Patriarch Porfirije feierte Badnji dan in der Theologischen Fakultät
Predigt über die Menschwerdung Christi und das Geschenk der Allerheiligsten Jungfrau
Am 6. Januar 2026, dem serbischen Badnji dan (Heiligabend nach dem julianischen Kalender), zelebrierte der serbisch-orthodoxe Patriarch Porfirije die Heilige Liturgie in der Kapelle des Heiligen Johannes des Theologen an der Orthodoxen Theologischen Fakultät in Belgrad. Darüber berichtete das Patriarchat auf seiner Webseite.

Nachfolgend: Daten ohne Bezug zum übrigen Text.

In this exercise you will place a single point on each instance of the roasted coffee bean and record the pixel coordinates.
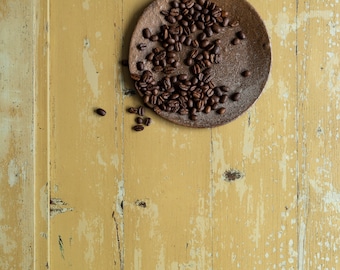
(138, 128)
(225, 22)
(204, 43)
(188, 41)
(147, 121)
(141, 46)
(135, 77)
(182, 77)
(200, 25)
(240, 35)
(125, 62)
(175, 64)
(193, 117)
(246, 73)
(189, 61)
(196, 69)
(216, 28)
(132, 110)
(207, 109)
(146, 33)
(221, 110)
(157, 68)
(224, 88)
(140, 65)
(140, 111)
(174, 12)
(154, 38)
(235, 96)
(208, 31)
(101, 112)
(178, 46)
(234, 23)
(223, 98)
(236, 41)
(139, 120)
(171, 19)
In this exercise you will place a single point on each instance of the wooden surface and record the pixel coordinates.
(262, 192)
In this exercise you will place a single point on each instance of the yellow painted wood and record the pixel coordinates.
(259, 193)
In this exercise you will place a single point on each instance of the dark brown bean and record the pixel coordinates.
(141, 46)
(140, 65)
(146, 33)
(147, 121)
(236, 41)
(221, 110)
(246, 73)
(235, 96)
(101, 112)
(240, 35)
(140, 111)
(138, 128)
(132, 110)
(139, 120)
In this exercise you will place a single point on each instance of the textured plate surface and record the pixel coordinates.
(253, 54)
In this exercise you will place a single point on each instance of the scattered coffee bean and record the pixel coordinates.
(141, 46)
(125, 62)
(140, 111)
(147, 121)
(132, 110)
(236, 41)
(240, 35)
(140, 65)
(221, 110)
(246, 73)
(235, 96)
(138, 128)
(146, 33)
(101, 112)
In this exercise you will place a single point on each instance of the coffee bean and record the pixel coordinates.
(246, 73)
(200, 25)
(140, 65)
(235, 96)
(236, 41)
(132, 110)
(101, 112)
(221, 110)
(216, 28)
(138, 128)
(204, 43)
(234, 23)
(240, 35)
(139, 120)
(146, 33)
(208, 31)
(135, 77)
(141, 46)
(125, 62)
(140, 111)
(154, 38)
(170, 19)
(223, 98)
(147, 121)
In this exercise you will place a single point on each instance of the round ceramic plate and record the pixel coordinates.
(249, 53)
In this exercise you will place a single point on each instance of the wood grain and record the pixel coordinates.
(259, 193)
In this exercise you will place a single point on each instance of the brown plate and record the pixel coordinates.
(252, 53)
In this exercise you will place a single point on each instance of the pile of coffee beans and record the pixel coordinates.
(140, 120)
(190, 24)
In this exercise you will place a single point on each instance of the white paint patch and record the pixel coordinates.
(86, 5)
(13, 173)
(91, 73)
(100, 159)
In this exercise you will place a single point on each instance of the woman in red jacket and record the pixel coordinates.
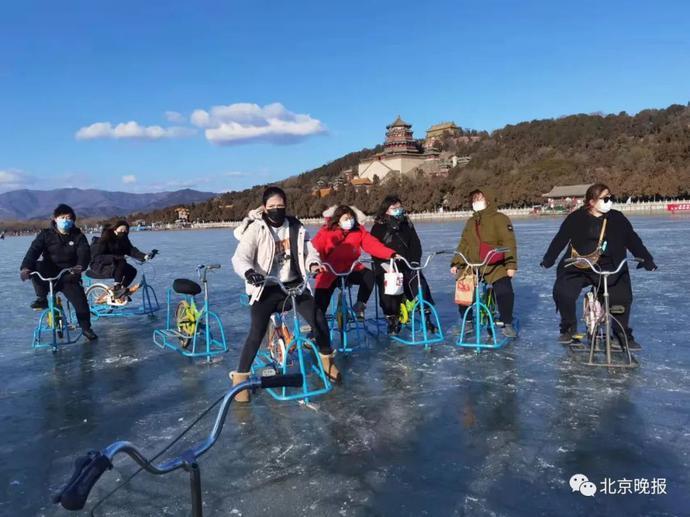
(340, 242)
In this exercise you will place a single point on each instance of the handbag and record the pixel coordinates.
(465, 286)
(592, 257)
(393, 280)
(485, 249)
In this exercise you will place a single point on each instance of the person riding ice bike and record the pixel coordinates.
(108, 258)
(62, 246)
(340, 243)
(486, 230)
(272, 243)
(397, 232)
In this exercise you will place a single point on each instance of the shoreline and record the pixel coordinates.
(655, 209)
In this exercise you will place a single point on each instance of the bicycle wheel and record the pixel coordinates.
(185, 322)
(97, 296)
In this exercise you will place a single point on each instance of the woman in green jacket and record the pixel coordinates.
(494, 230)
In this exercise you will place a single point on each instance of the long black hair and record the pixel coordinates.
(389, 200)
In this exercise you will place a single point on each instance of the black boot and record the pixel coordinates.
(39, 304)
(89, 334)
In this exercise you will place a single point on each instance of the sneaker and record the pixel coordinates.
(566, 337)
(119, 291)
(509, 331)
(358, 309)
(393, 325)
(89, 334)
(39, 304)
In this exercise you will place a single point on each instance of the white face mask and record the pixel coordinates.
(604, 206)
(478, 206)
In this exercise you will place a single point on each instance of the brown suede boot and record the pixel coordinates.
(236, 378)
(329, 367)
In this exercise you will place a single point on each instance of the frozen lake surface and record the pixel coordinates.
(409, 432)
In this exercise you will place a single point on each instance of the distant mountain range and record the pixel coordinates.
(34, 204)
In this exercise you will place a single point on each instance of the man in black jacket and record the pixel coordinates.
(62, 246)
(108, 257)
(397, 232)
(582, 231)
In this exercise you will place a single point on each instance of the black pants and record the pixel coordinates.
(124, 273)
(505, 299)
(364, 278)
(70, 285)
(273, 300)
(391, 304)
(569, 284)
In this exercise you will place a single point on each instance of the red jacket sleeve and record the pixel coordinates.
(375, 247)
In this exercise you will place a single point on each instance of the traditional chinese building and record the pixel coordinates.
(401, 154)
(182, 214)
(438, 130)
(566, 197)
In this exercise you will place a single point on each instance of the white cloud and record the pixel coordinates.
(244, 122)
(131, 130)
(175, 117)
(14, 179)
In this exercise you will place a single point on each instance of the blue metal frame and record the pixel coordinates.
(66, 312)
(379, 320)
(478, 308)
(425, 338)
(203, 343)
(295, 353)
(149, 304)
(349, 318)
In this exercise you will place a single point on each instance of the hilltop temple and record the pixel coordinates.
(401, 154)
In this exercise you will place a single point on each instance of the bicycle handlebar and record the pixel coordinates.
(332, 270)
(88, 469)
(55, 278)
(484, 262)
(289, 291)
(418, 267)
(596, 268)
(208, 267)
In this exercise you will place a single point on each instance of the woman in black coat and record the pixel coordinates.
(397, 232)
(582, 231)
(108, 257)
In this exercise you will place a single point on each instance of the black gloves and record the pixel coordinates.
(254, 278)
(648, 264)
(546, 263)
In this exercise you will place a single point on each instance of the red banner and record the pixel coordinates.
(678, 207)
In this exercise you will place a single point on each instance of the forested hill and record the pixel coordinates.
(637, 155)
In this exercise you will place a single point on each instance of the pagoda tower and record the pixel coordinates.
(399, 139)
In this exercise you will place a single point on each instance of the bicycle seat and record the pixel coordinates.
(95, 276)
(186, 286)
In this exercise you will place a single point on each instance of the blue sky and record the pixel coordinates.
(121, 95)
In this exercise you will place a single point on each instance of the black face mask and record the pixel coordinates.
(276, 216)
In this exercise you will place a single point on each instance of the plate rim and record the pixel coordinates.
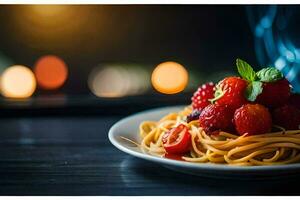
(184, 164)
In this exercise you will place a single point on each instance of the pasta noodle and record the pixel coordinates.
(274, 148)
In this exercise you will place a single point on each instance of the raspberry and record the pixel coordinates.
(252, 119)
(287, 116)
(201, 97)
(231, 92)
(295, 100)
(275, 94)
(193, 116)
(216, 117)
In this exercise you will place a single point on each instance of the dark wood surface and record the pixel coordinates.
(72, 156)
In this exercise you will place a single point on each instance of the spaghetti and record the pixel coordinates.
(274, 148)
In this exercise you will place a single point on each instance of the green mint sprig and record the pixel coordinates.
(269, 74)
(255, 80)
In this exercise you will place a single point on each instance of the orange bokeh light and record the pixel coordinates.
(51, 72)
(169, 78)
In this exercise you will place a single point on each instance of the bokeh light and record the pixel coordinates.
(51, 72)
(169, 78)
(118, 80)
(18, 82)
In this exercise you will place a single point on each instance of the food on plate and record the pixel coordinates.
(248, 120)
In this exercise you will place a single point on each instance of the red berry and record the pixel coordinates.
(287, 116)
(275, 94)
(201, 97)
(232, 90)
(216, 117)
(252, 119)
(295, 100)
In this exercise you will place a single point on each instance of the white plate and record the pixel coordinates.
(128, 127)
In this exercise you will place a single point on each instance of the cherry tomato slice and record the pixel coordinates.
(177, 140)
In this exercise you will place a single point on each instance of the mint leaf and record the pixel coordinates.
(245, 70)
(253, 89)
(269, 74)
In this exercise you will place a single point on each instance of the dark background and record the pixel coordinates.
(206, 39)
(55, 143)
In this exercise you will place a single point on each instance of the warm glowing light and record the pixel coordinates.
(169, 78)
(51, 72)
(18, 82)
(118, 81)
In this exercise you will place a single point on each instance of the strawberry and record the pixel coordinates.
(252, 119)
(201, 97)
(231, 91)
(216, 117)
(295, 100)
(275, 94)
(287, 116)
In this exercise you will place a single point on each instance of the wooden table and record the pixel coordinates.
(72, 156)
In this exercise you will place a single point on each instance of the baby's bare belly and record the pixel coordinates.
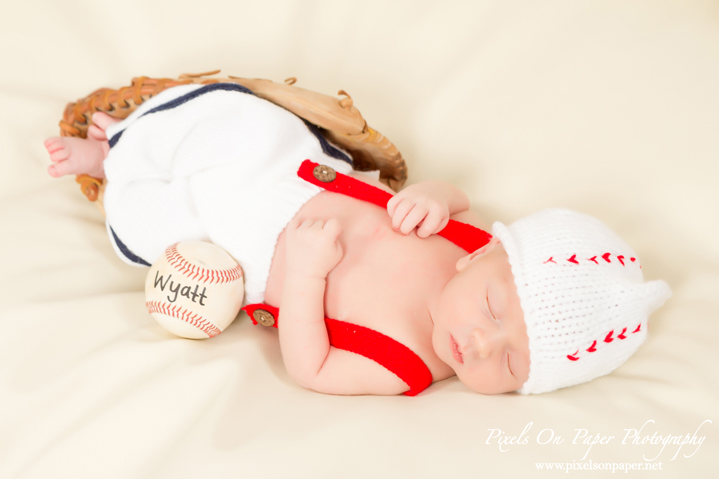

In seiner Predigt nach der Evangeliumslesung betonte Patriarch Porfirije die Freude und Dankbarkeit, die das Fest der Geburt Christi auslöst. Er erläuterte, dass der Lobpreis nicht nur Ausdruck des Glaubens sei, sondern auch den Menschen dazu aufrufe, sich ihrer Beziehung zu Gott, zur Schöpfung, zu ihren Mitmenschen und zu sich selbst bewusst zu werden. „Wir fragen uns, was wir dem Herrn darbringen können“, sagte er. Während Himmel, Engel, Erde, Wüste und Hirten ihren Teil darbringen, sei es die Menschheit, die durch die Allerheiligste Jungfrau Maria dem Herrn das wertvollste Geschenk mache: Reinheit, Glauben, Hoffnung und Liebe.
Patriarch Porfirije hob hervor, dass Gott in der Jungfrau Maria nicht nur als Gott, sondern durch die Empfängnis vom Heiligen Geist ein Mensch wurde. In diesem Akt habe sich Gott untrennbar mit der Menschheit verbunden, eine Gemeinschaft geschaffen, die durch nichts getrennt werden könne.
Die UOJ berichtete zuvor, dass im Dom des heiligen Sava in Belgrad Weihnachtsgeschenke an Bedürftige verteilt wurden.